12. En troisième lieu, ni les dispositions législatives applicables en l'espèce, ni aucun principe général du droit n'imposent l'anonymat des épreuves, dès lors que sont respectés les principes d'égalité des candidats et d'impartialité du jury. Par suite, la requérante n'est, en tout état de cause, pas fondée à soutenir que les dispositions litigieuses seraient illégales faute d'énoncer que les épreuves du premier groupe sont anonymes.
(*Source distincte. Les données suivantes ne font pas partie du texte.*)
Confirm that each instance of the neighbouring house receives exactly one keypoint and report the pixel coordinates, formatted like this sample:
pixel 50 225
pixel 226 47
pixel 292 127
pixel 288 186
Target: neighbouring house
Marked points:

13. En dernier lieu, le I de l'article L. 631-1 du code de l'éducation ayant renvoyé à un décret en Conseil d'Etat le soin de définir les modalités d'admission des étudiants en deuxième année du premier cycle des études de santé, la requérante n'est pas fondée à soutenir que le décret contesté serait entaché d'incompétence en ce qu'il prévoit, à l'article R. 631-1-2 du code de l'éducation, que le jury détermine les notes minimales autorisant les candidats, non admis immédiatement après le premier groupe d'épreuves, à se présenter au second groupe d'épreuves. La circonstance que l'arrêté litigieux réitère une telle règle n'est pas susceptible de l'entacher d'illégalité.

En ce qui concerne les moyens relatifs aux épreuves du second groupe :

14. En premier lieu, l'article L. 631-1 du code de l'éducation, dans sa rédaction issue de la loi du 24 juillet 2019, a renvoyé, non à un arrêté, comme le faisait une version antérieure de cet article, mais à un décret en Conseil d'Etat le soin de déterminer les conditions et modalités d'admission des étudiants en deuxième année du premier cycle des études de santé. S'agissant des épreuves du second groupe, le décret du 4 novembre 2019 se borne à prévoir, au 2° de l'article R. 631-1-2 du code de l'éducation, que ces épreuves évaluent des " compétences transversales " et comportent " une ou plusieurs épreuves orales " et peuvent comporter " une ou plusieurs épreuves écrites majoritairement rédactionnelles ". Le décret, en tout état de cause, ne renvoie pas aux ministres chargés de l'enseignement supérieur et de la santé le soin de définir par arrêté plus précisément ces épreuves.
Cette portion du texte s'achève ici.